Lo “Schema di organizzazione” del maggio 1944 disegna nitidamente la struttura della brigata: a capo vi stanno, sullo stesso piano, il comandante e il commissario politico. Il primo è responsabile della preparazione militare, dell’istruzione nell’uso delle armi, della fissazione degli obiettivi, della realizzazione delle operazioni. Il commissario politico cura la preparazione politica e il morale dei volontari, la disciplina, i buoni rapporti con la popolazione, la propaganda e l’agitazione in generale.
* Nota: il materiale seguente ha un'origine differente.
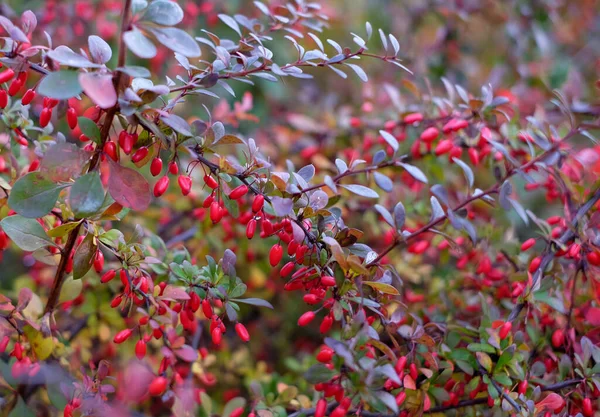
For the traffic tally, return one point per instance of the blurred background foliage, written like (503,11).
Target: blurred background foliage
(524,49)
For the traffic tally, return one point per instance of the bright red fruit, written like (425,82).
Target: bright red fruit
(110,148)
(122,336)
(306,318)
(156,167)
(158,386)
(28,97)
(139,154)
(321,408)
(185,184)
(45,116)
(558,338)
(275,254)
(72,118)
(210,182)
(242,332)
(108,276)
(238,192)
(505,330)
(528,244)
(429,134)
(140,349)
(443,147)
(6,75)
(257,203)
(161,186)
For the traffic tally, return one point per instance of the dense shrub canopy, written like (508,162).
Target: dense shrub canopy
(296,209)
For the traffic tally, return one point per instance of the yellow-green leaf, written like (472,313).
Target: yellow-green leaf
(381,287)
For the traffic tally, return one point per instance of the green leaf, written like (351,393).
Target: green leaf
(481,347)
(177,40)
(361,190)
(259,302)
(26,233)
(89,128)
(484,360)
(382,287)
(139,44)
(33,195)
(60,85)
(234,403)
(163,12)
(87,195)
(84,257)
(319,373)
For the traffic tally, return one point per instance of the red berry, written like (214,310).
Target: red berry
(429,134)
(306,318)
(14,87)
(139,155)
(217,335)
(28,97)
(238,192)
(275,254)
(587,408)
(251,228)
(327,281)
(216,214)
(325,355)
(45,116)
(527,244)
(161,186)
(287,269)
(558,338)
(108,276)
(210,182)
(505,329)
(140,349)
(242,332)
(72,118)
(158,386)
(156,166)
(122,336)
(6,75)
(185,184)
(173,168)
(535,264)
(443,147)
(321,408)
(110,148)
(522,389)
(326,324)
(207,308)
(257,203)
(99,261)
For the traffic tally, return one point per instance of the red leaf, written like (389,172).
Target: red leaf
(99,88)
(187,353)
(550,403)
(592,315)
(128,187)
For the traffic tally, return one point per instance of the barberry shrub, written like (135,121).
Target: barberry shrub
(387,242)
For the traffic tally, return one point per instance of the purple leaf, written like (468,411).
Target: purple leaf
(99,88)
(128,187)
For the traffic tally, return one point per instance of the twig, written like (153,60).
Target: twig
(59,277)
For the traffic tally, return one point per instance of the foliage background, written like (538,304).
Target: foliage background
(526,48)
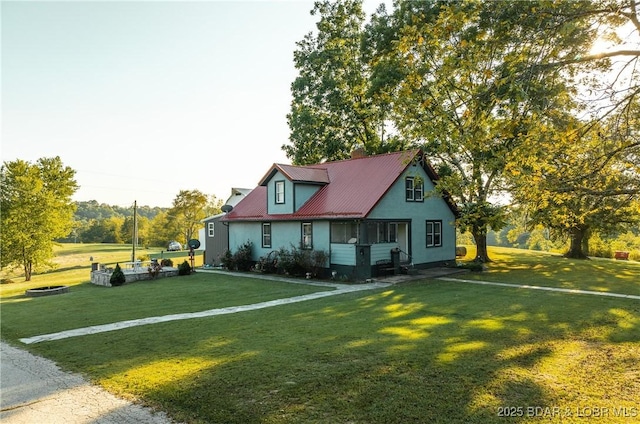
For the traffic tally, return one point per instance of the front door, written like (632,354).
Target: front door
(403,241)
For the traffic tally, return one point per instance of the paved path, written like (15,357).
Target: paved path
(340,289)
(35,390)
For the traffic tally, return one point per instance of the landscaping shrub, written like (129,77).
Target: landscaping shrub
(117,278)
(184,268)
(296,262)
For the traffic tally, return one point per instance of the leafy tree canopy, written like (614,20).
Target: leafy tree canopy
(36,208)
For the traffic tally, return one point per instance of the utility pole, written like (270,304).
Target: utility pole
(134,235)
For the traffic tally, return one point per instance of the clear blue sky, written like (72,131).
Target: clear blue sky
(144,99)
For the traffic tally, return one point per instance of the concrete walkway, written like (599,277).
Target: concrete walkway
(34,390)
(339,289)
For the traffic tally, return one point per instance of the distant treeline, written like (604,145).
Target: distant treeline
(91,209)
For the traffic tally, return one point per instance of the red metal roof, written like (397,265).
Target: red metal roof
(352,188)
(308,174)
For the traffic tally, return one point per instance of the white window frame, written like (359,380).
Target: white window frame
(266,234)
(307,236)
(434,233)
(414,192)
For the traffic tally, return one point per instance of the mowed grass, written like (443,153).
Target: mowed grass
(553,270)
(427,351)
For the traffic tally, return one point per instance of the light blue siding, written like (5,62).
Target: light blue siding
(381,251)
(343,254)
(280,208)
(283,235)
(394,207)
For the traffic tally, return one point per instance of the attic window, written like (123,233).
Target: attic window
(434,233)
(279,192)
(414,189)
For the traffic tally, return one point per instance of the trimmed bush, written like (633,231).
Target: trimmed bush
(117,278)
(184,268)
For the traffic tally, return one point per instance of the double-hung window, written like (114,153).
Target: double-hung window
(434,233)
(414,189)
(307,235)
(266,234)
(279,192)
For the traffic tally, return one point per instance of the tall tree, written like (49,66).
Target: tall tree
(470,90)
(579,183)
(187,212)
(331,112)
(36,209)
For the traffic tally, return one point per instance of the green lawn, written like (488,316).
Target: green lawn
(427,351)
(552,270)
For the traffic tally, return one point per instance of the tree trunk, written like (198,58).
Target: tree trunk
(577,237)
(480,237)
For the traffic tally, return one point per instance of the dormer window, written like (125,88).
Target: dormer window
(279,192)
(414,189)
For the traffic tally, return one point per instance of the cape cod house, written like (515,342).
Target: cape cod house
(367,213)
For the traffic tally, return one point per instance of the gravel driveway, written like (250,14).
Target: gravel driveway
(35,390)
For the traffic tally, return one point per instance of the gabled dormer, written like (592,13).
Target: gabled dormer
(289,187)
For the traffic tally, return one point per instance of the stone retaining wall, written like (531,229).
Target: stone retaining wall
(101,278)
Nelle zone libere il commissario politico diventa il fulcro per la formazione delle autogestioni amministrative, in base agli ordini del giorno diramati dal comando delle Brigate Garibaldi rispettivamente il 10 e il 18 giugno 1944, che invitano a creare le Giunte popolari comunali cui devolvere tutte le questioni amministrative e di organizzazione civile delle comunità.
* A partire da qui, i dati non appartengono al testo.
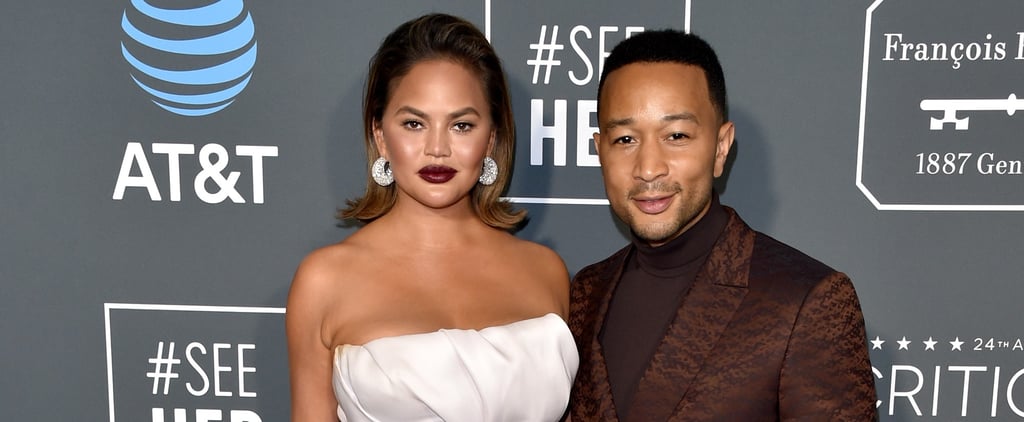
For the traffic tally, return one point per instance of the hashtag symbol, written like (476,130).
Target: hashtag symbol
(541,47)
(163,368)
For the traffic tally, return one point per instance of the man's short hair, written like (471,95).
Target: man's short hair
(671,46)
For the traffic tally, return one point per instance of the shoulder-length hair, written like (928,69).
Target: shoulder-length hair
(439,37)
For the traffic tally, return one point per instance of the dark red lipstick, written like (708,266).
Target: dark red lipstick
(437,174)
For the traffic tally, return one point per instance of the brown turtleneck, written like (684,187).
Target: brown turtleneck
(653,283)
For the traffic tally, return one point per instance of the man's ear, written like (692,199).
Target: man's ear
(726,133)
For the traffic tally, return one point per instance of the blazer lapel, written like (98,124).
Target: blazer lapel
(597,375)
(705,312)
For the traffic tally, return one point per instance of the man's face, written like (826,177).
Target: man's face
(660,145)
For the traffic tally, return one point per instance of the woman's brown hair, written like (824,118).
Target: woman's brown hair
(439,36)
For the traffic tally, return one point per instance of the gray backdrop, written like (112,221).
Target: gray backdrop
(145,254)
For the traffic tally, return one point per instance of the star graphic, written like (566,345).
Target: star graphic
(877,343)
(904,343)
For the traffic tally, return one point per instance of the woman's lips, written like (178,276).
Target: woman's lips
(652,205)
(437,174)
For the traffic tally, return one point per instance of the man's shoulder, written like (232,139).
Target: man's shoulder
(774,263)
(596,269)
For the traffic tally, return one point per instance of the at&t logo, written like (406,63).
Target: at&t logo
(192,61)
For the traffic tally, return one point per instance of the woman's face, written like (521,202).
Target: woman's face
(435,131)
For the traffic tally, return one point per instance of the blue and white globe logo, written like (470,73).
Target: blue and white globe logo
(192,61)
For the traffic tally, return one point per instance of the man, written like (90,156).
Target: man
(700,318)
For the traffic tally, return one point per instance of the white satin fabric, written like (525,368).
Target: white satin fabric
(517,372)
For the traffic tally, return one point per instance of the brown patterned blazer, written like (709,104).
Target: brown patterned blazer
(765,334)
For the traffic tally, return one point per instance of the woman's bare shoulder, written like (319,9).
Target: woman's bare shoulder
(325,271)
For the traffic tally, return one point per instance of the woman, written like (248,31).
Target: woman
(432,310)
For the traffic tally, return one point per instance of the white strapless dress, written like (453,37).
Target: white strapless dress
(517,372)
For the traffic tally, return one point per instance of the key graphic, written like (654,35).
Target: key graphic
(950,107)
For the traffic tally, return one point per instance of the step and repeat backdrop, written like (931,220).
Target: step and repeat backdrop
(165,165)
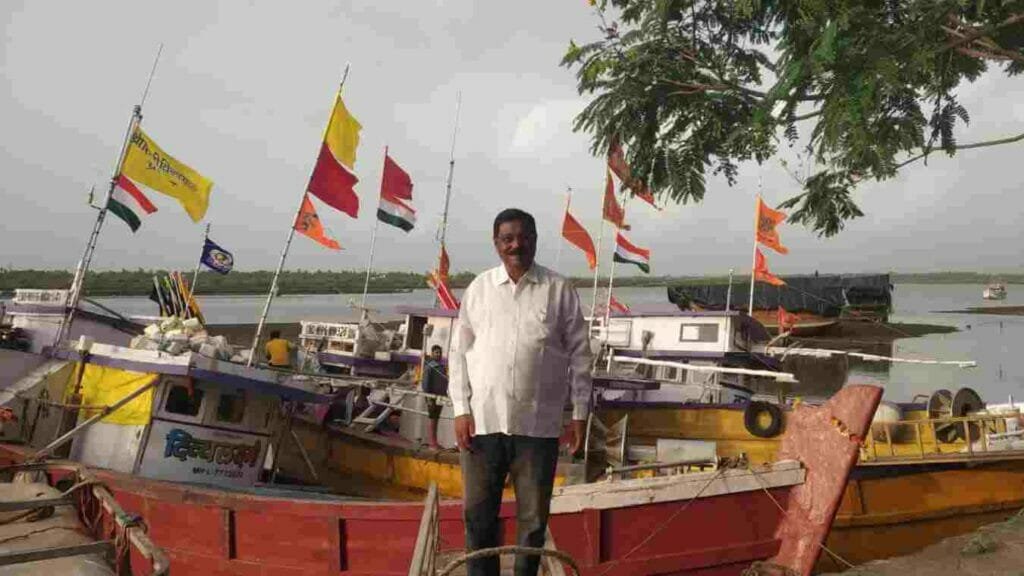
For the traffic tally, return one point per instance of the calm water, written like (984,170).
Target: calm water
(993,341)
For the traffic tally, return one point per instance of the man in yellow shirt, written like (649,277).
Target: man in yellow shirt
(279,351)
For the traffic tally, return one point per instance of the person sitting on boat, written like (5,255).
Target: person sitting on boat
(279,351)
(519,333)
(434,381)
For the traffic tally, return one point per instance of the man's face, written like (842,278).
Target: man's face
(516,247)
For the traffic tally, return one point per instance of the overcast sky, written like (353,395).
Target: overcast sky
(243,92)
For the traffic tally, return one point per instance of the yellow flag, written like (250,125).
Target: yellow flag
(342,134)
(146,164)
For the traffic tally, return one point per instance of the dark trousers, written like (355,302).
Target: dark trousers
(530,462)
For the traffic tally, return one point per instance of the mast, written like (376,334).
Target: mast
(284,251)
(568,202)
(373,243)
(206,236)
(78,281)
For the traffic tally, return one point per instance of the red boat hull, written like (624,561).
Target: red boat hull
(219,532)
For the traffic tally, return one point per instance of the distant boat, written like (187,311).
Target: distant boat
(994,291)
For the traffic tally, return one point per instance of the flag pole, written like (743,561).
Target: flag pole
(373,242)
(288,243)
(611,275)
(206,236)
(597,270)
(568,202)
(754,252)
(442,233)
(90,246)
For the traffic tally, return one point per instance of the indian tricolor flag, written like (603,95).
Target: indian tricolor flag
(128,203)
(396,187)
(627,252)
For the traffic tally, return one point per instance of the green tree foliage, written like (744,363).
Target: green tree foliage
(693,87)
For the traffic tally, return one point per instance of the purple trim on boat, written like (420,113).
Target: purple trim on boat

Accanto alle formazioni partigiane viene organizzato un efficiente servizio di staffette, normalmente giovani donne, che mantengono i contatti sia orizzontali fra le diverse formazioni che verticali, dal comando generale fino alle unità più lontane, nascoste e disperse. Le unità combattenti sono inoltre collegate, tramite l’organizzazione del Partito comunista, con le masse operaie delle città, che forniscono appoggio politico, apporto di uomini e mezzi di ogni tipo: armi e munizioni ma anche, attraverso i Gruppi di difesa della donna, alimentari, abbigliamento, assistenza medica per i feriti.
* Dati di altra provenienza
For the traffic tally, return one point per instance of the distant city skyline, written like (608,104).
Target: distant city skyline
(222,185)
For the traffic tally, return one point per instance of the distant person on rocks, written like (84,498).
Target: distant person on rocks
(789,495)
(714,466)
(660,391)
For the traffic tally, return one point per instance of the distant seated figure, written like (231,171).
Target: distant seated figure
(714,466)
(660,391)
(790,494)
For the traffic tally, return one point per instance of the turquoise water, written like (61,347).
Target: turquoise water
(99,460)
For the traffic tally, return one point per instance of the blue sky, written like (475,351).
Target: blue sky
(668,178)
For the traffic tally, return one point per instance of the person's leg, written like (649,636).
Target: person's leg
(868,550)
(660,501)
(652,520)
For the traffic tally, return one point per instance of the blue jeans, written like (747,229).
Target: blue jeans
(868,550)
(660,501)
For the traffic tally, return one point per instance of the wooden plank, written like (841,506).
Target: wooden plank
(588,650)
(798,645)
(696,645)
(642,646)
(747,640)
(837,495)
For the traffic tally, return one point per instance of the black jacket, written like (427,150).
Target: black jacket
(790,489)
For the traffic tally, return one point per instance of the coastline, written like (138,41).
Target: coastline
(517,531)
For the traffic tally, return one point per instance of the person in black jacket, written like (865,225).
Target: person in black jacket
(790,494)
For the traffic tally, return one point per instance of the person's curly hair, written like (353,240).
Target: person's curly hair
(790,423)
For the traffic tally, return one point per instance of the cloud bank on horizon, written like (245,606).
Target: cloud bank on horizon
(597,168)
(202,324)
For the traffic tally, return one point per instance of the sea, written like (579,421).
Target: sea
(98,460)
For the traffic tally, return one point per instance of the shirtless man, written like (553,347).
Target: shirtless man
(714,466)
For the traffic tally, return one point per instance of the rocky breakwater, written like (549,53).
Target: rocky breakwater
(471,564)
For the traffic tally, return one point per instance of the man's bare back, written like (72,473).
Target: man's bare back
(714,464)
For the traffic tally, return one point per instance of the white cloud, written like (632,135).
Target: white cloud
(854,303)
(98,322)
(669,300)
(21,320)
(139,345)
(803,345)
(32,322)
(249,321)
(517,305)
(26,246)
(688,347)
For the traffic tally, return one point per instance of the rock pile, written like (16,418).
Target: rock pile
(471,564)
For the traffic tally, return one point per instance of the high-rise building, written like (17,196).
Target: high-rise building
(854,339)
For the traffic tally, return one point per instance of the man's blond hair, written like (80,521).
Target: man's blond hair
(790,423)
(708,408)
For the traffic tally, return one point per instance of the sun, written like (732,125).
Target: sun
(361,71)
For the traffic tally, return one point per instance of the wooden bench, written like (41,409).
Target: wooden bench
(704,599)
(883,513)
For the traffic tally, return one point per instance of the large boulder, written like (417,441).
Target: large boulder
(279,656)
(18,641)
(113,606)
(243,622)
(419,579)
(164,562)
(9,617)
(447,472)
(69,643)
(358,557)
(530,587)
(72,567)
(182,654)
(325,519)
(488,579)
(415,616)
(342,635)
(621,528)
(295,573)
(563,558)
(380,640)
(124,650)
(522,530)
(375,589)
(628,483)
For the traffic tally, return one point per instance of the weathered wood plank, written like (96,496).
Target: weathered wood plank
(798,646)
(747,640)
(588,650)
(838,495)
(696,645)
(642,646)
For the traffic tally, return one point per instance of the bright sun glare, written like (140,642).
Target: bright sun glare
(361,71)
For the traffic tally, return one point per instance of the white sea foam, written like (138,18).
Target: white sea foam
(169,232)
Gli elementi moderati del CLN e gli alleati angloamericani non vedevano con simpatia l’eccessiva presenza delle forze inquadrate dai comunisti, e cercarono di indebolire o almeno contenere l’influenza delle Brigate Garibaldi, negando sempre, per esempio, il rifornimento con aviolanci. Di fatto, la preoccupazione dei moderati era che la lotta antifascista non si configurasse come rivoluzione sociale. Inoltre, grazie alla presenza degli alleati nel nostro paese, i partiti antifascisti di ispirazione borghese erano sicuri di ottenere una funzione dirigente nell’assetto politico postbellico. “Ai partiti della classe operaia, che volevano cambiare la sostanza delle cose e imporre la volontà di una classe subalterna – come scrive Edio Vallini – non restava altra soluzione se non quella della guerra, senza esitazioni e facili umanitarismi”.
I caduti delle Brigate Garibaldi furono 42.000; i feriti, mutilati e invalidi, 18.000; Più di100 partigiani delle Garibaldi sono stati insigniti della medaglia d’oro al valor militare, 250 di medaglia d’argento; la maggior parte di loro ha avuto l’onorificenza alla memoria.